Cardiovascular, ophthalmological examination and renal ultrasounds were normal.
Radiographs showed short and thick tubular bones with bulbous ends. Right femur and left tibia showed significant bowing, right tibia was slightly bowed. Iliac bone appeared short and rounded. The trunk was short with short ribs having flaring of anterior ends. Cervical vertebral bodies appeared poorly ossified (Figure-3).
The most striking radiological feature was seen on the lateral view of the spines, which showed vertebral bodies of variable size and shape having smooth margins.
DDis a rare autosomal recessive, lethal anisospondylic camptomicromelic dwarfism.5 Two types of DD are recognized; Silverman-Handmaker type, which is a lethal and severe form as most patients are either stillborn or die within first few days of life. Second type is Rolland-Desbuquois type which is the milder form; affected newborn may survive for as long as three years. In most cases death occurs secondary to pulmonary complications.4,6
Silverman-Handmaker type is characterized by markedly short stature, short bowed limbs, limited joint mobility, facial dysmorphism, cleft palate and equinovarus deformity of the feet. Radiographic examination of the spines show a peculiar type of malsegmentation characterized by delayed ossification of the vertebral bodies. Each vertebral body may contain two or more ossification centers of different sizes and shape. This type of DD is caused by mutation in the gene encoding perlecan.7
In Rolland-Desbuquois type both clinical and radiological features are less severe than the Silverman-Handmaker type. Rolland-Desbuquois type may show phenotypic resemblance to Kniest Dysplasia.8 However, radiologically the two conditions are easily differentiated; malsegmentations seen in Rolland-Desbuquois type is not present in Kinest dysplasia whereas platyspondyly and kyphoscoliosis is a prominent feature of Kinest dysplasia and is absent in Rolland- Desbuquois type of DD.

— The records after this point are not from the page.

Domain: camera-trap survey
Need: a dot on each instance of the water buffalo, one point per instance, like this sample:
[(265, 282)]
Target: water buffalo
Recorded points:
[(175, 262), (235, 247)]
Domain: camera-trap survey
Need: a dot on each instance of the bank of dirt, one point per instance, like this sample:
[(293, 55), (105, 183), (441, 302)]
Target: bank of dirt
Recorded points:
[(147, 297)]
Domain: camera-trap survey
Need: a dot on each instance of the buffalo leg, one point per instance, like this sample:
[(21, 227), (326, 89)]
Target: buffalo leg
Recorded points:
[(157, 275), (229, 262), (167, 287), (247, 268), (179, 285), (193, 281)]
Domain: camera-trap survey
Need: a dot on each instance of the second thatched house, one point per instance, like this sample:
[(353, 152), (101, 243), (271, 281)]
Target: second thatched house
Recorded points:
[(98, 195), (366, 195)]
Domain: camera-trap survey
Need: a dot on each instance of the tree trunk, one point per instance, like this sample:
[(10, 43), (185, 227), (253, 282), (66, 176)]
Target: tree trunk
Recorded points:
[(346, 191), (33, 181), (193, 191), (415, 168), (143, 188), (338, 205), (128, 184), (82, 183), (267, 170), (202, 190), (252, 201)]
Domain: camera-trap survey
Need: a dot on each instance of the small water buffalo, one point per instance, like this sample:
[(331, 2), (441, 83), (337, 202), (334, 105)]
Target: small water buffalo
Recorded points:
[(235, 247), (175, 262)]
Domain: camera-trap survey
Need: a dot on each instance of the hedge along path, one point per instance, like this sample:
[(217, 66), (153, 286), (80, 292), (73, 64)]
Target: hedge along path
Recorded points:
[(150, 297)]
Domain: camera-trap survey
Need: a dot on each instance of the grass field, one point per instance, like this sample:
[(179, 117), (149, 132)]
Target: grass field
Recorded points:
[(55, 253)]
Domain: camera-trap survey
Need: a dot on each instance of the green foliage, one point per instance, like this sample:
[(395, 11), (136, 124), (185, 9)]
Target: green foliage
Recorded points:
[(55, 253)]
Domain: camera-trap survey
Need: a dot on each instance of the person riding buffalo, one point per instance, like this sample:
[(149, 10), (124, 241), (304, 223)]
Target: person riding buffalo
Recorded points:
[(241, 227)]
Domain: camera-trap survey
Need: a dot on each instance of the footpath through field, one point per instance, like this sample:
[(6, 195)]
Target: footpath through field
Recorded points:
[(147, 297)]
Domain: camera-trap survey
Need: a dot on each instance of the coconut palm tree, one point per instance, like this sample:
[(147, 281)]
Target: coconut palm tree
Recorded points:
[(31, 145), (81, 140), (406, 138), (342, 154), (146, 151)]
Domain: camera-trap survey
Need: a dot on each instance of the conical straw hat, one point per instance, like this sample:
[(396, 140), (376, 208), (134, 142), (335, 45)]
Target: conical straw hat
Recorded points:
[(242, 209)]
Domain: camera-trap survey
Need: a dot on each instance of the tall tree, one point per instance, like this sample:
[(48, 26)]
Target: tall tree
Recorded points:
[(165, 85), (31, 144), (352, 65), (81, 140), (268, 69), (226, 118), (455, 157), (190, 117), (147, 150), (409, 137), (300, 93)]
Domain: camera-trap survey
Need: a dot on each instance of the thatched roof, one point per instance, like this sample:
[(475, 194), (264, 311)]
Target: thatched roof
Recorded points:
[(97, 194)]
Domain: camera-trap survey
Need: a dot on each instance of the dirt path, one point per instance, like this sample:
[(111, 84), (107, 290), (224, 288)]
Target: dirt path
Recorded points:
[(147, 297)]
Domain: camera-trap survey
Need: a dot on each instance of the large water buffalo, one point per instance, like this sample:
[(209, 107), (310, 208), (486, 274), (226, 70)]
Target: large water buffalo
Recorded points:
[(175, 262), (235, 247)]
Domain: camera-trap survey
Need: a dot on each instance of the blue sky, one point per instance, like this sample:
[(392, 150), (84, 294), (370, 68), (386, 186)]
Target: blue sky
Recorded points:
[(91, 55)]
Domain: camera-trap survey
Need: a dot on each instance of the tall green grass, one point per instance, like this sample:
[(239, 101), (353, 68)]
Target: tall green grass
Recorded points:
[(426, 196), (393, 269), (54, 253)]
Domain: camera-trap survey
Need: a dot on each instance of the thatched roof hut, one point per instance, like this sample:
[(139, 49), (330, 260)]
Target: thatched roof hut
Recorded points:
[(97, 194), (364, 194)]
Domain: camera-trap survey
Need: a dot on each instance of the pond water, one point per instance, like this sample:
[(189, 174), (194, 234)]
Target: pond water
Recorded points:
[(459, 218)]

At the time of writing this case report, the baby is surviving at 5 months of age, his clinical and radiological features are consistent with the diagnosis of Dyssegmental dysplasia, Rolland-Desbuquois type. In this case, short-limb dysplasia was made on antenatal ultrasound. Prenatal diagnosis by ultrasonic examination in early pregnancy has been reported in DD.9 Though both types of DD are autosomal recessive but they must be distinguished so that correct prognosis regarding survival can be offered.